Occasionally, I get this error when uploading:

2025-08-01 14:46:52,338 - WARNING - Error uploading at offset=None since begin_offset=None: HTTPError: 412 Client Error: Precondition Failed for url: https://rupload.facebook.com/mapillary_public_uploads/mly_tools_3e70a8cff2214740b9f8aab0b38c2791.jpg
2025-08-01 14:46:52,339 - INFO    - Retrying in 0 seconds (1/200)

However, overall the affected sequences continue to complete.

@GITNE Thank you for the excellent feedback and suggestions — they are very helpful for us to keep improving our tools. All your suggestions make sense to me, and some are already on our roadmap

Do not open and establish a separate TCP/HTTPS connection per image file.

Yes, this is going to be my next optimization. It’s going to be some work though as we need to find a way to share HTTP sessions among multiple uploads (also make sure resumes and retries and so on continue to work). I think it very doable and looks promising. Once it’s there, I’d expect uploading to be even more reliable with less connections (or upload workers). cc @boris @nikola.

For example, although I am on a 1 Gbps fiber link, I had to set MAPILLARY_TOOLS_MAX_IMAGE_UPLOAD_WORKERS to 8 for my machine’s network stack not to get overburdened.

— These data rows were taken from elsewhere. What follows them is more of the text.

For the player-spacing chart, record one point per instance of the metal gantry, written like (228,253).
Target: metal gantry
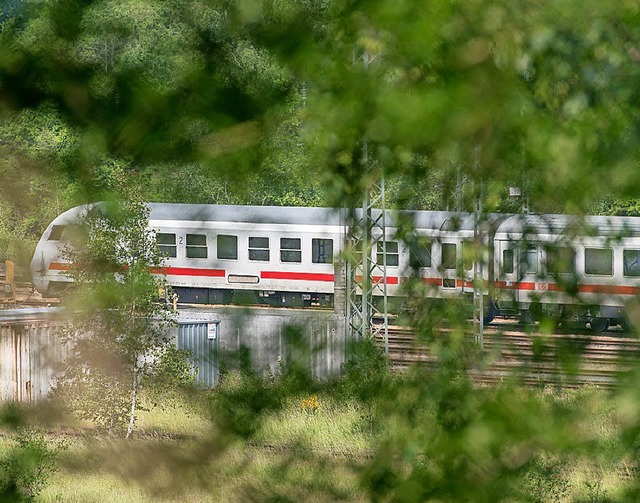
(366,277)
(365,231)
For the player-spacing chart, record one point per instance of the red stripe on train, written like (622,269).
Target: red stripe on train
(299,276)
(59,266)
(516,285)
(391,280)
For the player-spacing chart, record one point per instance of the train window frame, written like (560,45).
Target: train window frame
(610,268)
(421,253)
(56,232)
(467,256)
(449,265)
(393,253)
(551,250)
(230,238)
(322,250)
(529,251)
(169,249)
(196,247)
(289,254)
(503,263)
(259,249)
(627,267)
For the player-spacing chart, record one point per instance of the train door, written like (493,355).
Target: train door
(449,264)
(507,282)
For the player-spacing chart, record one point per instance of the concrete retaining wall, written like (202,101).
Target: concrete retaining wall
(31,348)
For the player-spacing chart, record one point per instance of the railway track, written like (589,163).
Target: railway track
(511,354)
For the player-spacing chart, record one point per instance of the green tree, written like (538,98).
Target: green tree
(119,334)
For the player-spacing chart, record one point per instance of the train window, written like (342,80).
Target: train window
(561,259)
(420,253)
(196,246)
(393,256)
(529,260)
(631,260)
(448,256)
(467,255)
(259,249)
(290,250)
(56,232)
(322,251)
(507,261)
(598,261)
(167,244)
(227,247)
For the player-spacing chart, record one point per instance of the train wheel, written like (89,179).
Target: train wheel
(599,324)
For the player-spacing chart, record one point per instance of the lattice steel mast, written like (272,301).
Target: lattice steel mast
(366,232)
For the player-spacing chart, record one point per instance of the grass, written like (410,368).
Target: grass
(316,448)
(177,457)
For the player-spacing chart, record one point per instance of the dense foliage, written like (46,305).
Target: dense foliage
(311,102)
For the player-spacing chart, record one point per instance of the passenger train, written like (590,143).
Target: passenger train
(587,268)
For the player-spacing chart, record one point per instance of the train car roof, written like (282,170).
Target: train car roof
(246,214)
(553,224)
(438,220)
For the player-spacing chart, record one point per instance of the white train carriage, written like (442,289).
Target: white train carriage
(222,254)
(279,256)
(48,268)
(587,268)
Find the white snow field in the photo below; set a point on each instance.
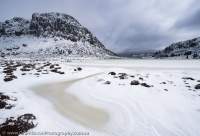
(102, 104)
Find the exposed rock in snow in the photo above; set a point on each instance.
(49, 35)
(189, 49)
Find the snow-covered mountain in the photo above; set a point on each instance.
(48, 35)
(189, 49)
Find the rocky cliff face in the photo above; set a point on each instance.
(56, 26)
(189, 49)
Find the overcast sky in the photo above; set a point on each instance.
(121, 24)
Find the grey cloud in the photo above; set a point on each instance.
(191, 21)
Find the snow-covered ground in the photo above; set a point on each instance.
(93, 101)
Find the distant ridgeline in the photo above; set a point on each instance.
(189, 49)
(52, 25)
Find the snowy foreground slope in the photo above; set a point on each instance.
(48, 35)
(103, 97)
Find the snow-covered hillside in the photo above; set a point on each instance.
(48, 35)
(189, 49)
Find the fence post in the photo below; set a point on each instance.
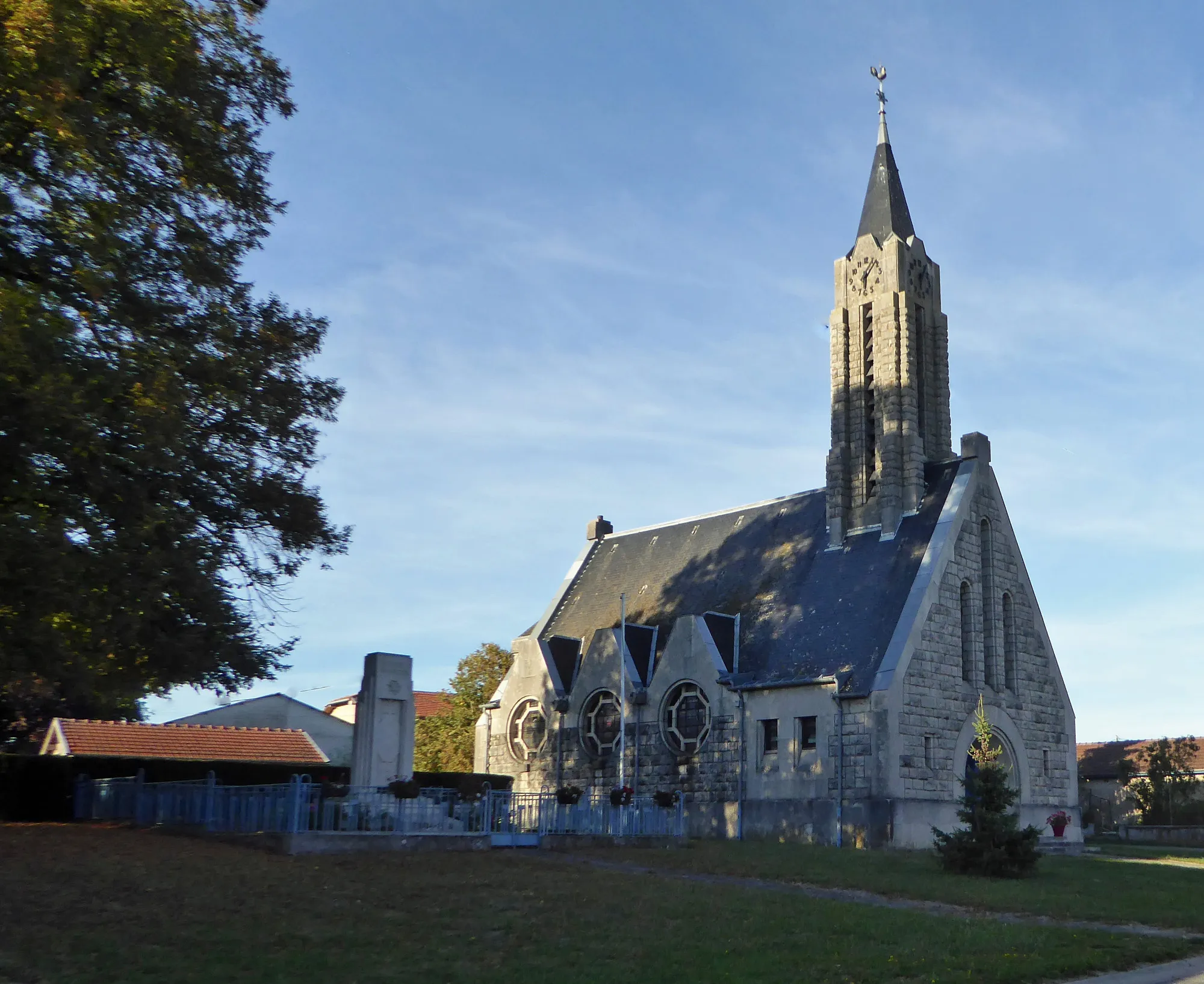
(139, 806)
(211, 782)
(294, 804)
(82, 804)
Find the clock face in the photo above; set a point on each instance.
(865, 276)
(919, 276)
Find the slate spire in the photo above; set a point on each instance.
(886, 209)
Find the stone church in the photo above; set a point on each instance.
(807, 668)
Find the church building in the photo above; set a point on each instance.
(807, 668)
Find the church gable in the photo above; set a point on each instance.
(984, 634)
(806, 611)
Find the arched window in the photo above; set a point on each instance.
(967, 634)
(987, 563)
(1010, 643)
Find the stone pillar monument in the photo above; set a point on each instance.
(383, 747)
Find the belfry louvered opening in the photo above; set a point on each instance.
(642, 648)
(566, 656)
(867, 379)
(723, 630)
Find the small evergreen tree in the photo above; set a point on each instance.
(1161, 780)
(993, 843)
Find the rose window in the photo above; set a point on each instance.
(529, 729)
(687, 719)
(601, 723)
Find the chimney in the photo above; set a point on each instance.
(597, 530)
(977, 445)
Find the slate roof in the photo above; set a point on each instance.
(886, 207)
(1102, 760)
(196, 743)
(805, 611)
(427, 704)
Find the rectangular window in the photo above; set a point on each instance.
(807, 733)
(770, 737)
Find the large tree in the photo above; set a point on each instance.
(445, 744)
(157, 421)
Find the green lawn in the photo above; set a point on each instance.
(111, 905)
(1109, 888)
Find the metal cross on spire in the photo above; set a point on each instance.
(881, 75)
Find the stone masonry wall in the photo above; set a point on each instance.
(859, 752)
(937, 702)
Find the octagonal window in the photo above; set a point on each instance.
(686, 717)
(529, 729)
(601, 722)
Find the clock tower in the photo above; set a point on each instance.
(890, 362)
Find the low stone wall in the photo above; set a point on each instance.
(582, 841)
(329, 843)
(1171, 837)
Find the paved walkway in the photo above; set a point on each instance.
(1181, 973)
(872, 899)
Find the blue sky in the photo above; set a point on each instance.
(577, 259)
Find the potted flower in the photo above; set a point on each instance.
(1060, 821)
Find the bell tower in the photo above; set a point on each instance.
(890, 361)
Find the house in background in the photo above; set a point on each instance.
(181, 743)
(333, 735)
(427, 704)
(1101, 780)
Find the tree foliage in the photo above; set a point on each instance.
(1161, 779)
(156, 419)
(446, 744)
(991, 843)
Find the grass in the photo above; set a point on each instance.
(82, 905)
(1106, 888)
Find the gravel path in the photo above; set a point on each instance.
(866, 898)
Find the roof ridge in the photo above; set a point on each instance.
(713, 515)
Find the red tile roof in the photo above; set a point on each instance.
(205, 743)
(1101, 760)
(428, 704)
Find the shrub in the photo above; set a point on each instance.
(993, 843)
(405, 790)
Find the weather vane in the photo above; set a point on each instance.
(880, 73)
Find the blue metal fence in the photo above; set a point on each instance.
(302, 805)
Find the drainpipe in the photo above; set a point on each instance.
(740, 774)
(562, 705)
(840, 766)
(493, 705)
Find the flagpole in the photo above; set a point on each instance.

The default # of upload worker 64 is an empirical number from my test environments that starts to saturate the bandwidth. Per your comment it feels not easy to find a constant for all network environments. Let’s see if the Keep-Alive optimization can help us reduce the default # of workers to 32 or 16. If not, we will see if we can find a dynamic way to increase/decrease workers? Another good point to expose the envvar as a CLI param for user to adjust the bandwidth usage.

Orthogonality remains a key design principle for usability and clarity

Yes we are aware of the challenges. In H2 we are planning to improve the CLI’s UI/UX including redesigning these envvars and CLI params. Stay tuned.

Enable the --skip_subfolders option with the upload command.

That’s a good point. Let’s leave it for v0.15 as it’s a breaking change.

Unexpectedly, using the --verbose option on the process command basically silences output when correlating GPX tracks to images in the final write step.

Good callout. Fixing in the next version.

To make things even simpler, you do not actually need the --desc_path option with the upload command.

In some cases, users need to upload just a subset of files extracted in the description JSON file, then upload import_path –desc_path=desc.json can be useful.

2 Likes

I see. Then I guess I have not figured out the proper reason for the --desc_path option. However, I would expect users to have to create subset description files in this case. Because the case you point out also suggests an additional caveat in that the upload command can create sequences too or enables sequence creation control besides the process command, which kind of muddles the whole process → upload command steps concept. But, maybe I am missing something?